Campaign renewed after jailed Qatari poet in solitary confinement loses appeal
Campaigners have renewed their fight to end the detention of a Qatari poet, after his appeal against a 15-year sentence was turned down last month. Muhammad ibn al-Dheeb al-Ajami’s jail term for “criticising the ruler” and “inciting the overthrow of the ruling system” was upheld on 21 October. He remains in solitary confinement in Doha Central prison.
According to human rights and freedom of speech campaigners PEN International, Ajami was a literature student at Cairo University in 2010 when he recited a poem in his apartment among friends, in which he criticized the former emir, Sheikh Hamad al Thani. The poem was in response to a poem by a fellow poet, but one of the students in the apartment recorded Ajami and uploaded the reading on YouTube. According to Ajami’s lawyer Dr Najeeb al-Nauimi, a former justice minister in Qatar, the poem was spoken in a private setting and thus violated no law. Another of Ajami’s poems - ‘Tunisian Jasmine - which expressed support for the 2011 uprising in Tunisia and criticised other Arab governments was circulated on the internet.
Ajami was sentenced to life in November 2012 on charges of “inciting the overthrow of the ruling system” and “criticising the [then] emir and the crown prince [now emir]” in his poetry. Earlier this year his sentence was reduced to 15 years.
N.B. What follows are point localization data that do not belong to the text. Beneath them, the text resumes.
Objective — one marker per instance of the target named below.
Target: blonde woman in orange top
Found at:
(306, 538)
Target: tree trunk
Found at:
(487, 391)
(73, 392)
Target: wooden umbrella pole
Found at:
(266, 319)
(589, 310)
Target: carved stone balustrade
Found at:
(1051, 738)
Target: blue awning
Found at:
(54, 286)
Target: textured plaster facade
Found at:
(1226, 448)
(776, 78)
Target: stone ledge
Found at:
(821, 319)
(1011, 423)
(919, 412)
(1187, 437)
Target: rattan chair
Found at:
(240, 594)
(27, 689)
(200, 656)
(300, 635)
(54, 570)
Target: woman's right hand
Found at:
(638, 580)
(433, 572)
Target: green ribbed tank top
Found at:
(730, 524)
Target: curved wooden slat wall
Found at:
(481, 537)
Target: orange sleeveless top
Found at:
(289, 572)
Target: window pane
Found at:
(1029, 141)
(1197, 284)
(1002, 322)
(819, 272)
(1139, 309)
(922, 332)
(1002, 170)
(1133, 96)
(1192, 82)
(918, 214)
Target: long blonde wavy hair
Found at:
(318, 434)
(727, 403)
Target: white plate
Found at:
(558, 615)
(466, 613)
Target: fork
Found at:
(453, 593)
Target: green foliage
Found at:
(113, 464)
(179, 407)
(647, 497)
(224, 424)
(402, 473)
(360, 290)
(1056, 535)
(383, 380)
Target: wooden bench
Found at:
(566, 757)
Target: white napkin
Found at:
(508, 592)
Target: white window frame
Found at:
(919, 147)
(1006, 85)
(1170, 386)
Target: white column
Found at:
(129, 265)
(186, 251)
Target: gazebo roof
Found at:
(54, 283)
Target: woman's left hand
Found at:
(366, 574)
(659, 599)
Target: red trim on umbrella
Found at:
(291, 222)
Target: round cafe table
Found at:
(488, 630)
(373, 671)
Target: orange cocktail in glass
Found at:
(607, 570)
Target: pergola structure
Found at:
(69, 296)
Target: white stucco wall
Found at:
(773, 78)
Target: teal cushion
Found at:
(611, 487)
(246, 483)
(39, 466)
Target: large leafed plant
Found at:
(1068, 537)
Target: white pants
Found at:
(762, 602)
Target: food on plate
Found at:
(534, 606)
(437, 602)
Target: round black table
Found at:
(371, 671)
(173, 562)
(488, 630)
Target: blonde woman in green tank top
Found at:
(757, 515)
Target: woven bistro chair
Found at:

Following the court’s latest ruling, his only legal hope is to be pardoned by the emir.
PEN International says Ajami was arrested on 16 November 2011, after responding to a summons, and was detained incommunicado for several months. His trial was repeatedly postponed. Ajami has been held in solitary confinement since his arrest. You can find details on how to support the campaign to free Ajami here
PHOTOGRAPH: ENGLISH PEN
M.C. Newberry
Sat 16th Nov 2013 11:43
The recitation seems some way removed from
public incitement to disaffection and hatred,
even less when any wider distribution via
Youtube was NOT the action of its author.
How tragic that a country can be ruled and the
law enforced by those so fearful of poetry spoken
in private.
These same souls would no doubt insist on being
thought civilised and treated as such by more
advanced nations. They should be ashamed.